Each day we began the day with prayers, followed by the vice principal reading a list of names over the intercom. These were the girls who were not dressed modestly enough, and they were summoned to the office and handed safety pins, or huge T-shirts, or occasionally sent home to change.
A rabbi I considered very wise spent an entire year teaching my class a book called The Modest Way. It was divided into chapters based on body parts: hair, legs, shoulders, and so forth. In my Hebrew class we read a story about a Jewish woman who was being dragged behind a cart by vicious anti-Semites, but she was still concerned about modesty, so she pinned her skirt to her legs.
The idea behind all of this intense focus on modesty was that it would keep us girls from intentionally or unintentionally distracting men. Modesty was a virtue, designed to keep all things sexual from polluting our (hopefully) pure Jewish souls.
Weirdly, this was executed by having powerful men and women scrutinize our appearance every day.
I’ve been thinking back to high school as the #MeToo campaign took over Facebook, and as my friends have been discussing Mayim Bialik’s op-ed about modesty in a sexualized culture in the New York Times. I actually think that for the most part, the rabbis and teachers at my school were operating from sincerity. Modest clothing, they truly believed, was the best way to protect us girls from male sexuality. It offered, as Mayim put it in her Facebook live conversation, “a layer of protection.”
The problem is that, as any woman with a #MeToo status can tell you, that’s simply not true. Modest clothing does not protect against obscene comments, groping, assault, or even rape.
I understand that my teachers wanted to protect me (though, to be honest, since I was a teenager, I wanted to have sex more than anything in the world). I understand why people want to believe that long sleeves and skirts offer some magical protection against patriarchal violence.
Yet I think everyone should wear whatever the hell they want.
If long skirts make you feel more connected to God or Judaism or just look good on you, go nuts. But one of my first #MeToo moments was in high school, when a classmate, sitting next to me in pre-calculus, casually stuck his hand right up my knee-length skirt. Modesty didn’t protect me then.
And I have to wonder why every time these conversations come up, we immediately pivot to what women should do to “protect ourselves”–as if we can’t even stomach the idea of once, just once, focusing the discussion on men.
I ask myself what would have been different if, instead of giving us girls lectures on the most modest ways to sit in a chair, or exercise, or learn, my high school would have offered a class for the guys on how to respectfully respond to women. Women who might say no, who might just want to pass this test, women who might have demonstrated that they’re not interested—by never expressing any interest in you.

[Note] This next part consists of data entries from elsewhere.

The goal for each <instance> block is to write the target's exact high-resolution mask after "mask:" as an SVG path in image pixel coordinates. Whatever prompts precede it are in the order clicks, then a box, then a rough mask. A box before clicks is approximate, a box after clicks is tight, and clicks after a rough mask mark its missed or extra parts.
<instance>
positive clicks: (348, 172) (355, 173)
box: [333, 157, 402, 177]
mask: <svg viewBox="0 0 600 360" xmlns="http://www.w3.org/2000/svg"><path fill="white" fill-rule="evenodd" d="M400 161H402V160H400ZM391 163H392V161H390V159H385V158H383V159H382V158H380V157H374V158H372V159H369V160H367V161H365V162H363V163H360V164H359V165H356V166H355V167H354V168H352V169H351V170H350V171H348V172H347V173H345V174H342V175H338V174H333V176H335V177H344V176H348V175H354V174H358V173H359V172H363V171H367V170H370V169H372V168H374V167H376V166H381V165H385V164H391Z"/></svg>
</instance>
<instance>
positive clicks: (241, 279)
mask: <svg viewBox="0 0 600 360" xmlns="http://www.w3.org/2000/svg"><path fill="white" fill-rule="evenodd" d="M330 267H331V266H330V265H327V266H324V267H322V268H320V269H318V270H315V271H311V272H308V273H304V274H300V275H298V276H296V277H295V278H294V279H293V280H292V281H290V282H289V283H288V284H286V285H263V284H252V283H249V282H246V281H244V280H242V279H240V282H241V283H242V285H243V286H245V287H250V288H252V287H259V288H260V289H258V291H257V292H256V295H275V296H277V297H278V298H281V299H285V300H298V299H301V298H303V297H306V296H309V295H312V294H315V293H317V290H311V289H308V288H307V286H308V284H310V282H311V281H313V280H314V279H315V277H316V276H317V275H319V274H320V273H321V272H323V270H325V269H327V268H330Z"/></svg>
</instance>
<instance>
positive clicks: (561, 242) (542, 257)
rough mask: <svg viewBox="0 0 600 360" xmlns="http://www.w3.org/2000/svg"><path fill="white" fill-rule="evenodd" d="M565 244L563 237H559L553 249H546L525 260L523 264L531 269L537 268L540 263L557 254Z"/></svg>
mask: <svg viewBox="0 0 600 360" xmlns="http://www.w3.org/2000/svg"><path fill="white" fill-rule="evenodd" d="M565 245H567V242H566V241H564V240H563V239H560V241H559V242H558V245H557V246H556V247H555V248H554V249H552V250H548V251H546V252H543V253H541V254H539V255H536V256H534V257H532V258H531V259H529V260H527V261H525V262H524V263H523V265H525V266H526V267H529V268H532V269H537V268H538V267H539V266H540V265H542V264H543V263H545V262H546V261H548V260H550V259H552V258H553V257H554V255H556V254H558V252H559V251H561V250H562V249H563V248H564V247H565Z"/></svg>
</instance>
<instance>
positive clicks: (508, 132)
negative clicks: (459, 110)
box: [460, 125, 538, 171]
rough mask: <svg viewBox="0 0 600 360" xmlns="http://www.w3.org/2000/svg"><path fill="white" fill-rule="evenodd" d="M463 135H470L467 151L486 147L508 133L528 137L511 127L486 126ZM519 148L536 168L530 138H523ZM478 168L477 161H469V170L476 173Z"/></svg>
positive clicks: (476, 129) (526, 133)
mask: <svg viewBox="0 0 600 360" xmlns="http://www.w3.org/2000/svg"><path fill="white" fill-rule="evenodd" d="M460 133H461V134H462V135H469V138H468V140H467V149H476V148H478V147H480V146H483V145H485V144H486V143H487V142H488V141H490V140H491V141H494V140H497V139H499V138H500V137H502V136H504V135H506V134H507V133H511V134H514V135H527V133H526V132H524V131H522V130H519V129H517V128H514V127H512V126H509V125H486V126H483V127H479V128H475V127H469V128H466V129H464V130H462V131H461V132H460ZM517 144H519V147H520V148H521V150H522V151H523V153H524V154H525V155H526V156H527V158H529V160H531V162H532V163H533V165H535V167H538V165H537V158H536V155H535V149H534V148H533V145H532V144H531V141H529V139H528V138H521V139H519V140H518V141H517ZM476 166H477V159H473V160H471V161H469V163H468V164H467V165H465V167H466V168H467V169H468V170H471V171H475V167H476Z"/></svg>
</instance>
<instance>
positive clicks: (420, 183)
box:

If we really want to be serious about modesty, we can, of course, use it to help us stop sexual assault and harassment. It’s just that that means teaching modest behavior to men.
The book I learned in high school, called The Modest Way, has the Hebrew title, Hatznea Lechet, which comes from a verse in Micah (one of the biblical prophets). “It has been told to you, O man, what is good, and what the Lord requires of you: only to do justly, and to love mercy, and to walk humbly with your God.”
It’s not saying you need to be dressed modestly when you walk with God. It’s saying you need to be less entitled, assume less power, and bring God with you everywhere you walk.
I know a few billion men who could use a lesson in Hatznea Lechet. It’s too bad my school taught that book only to girls.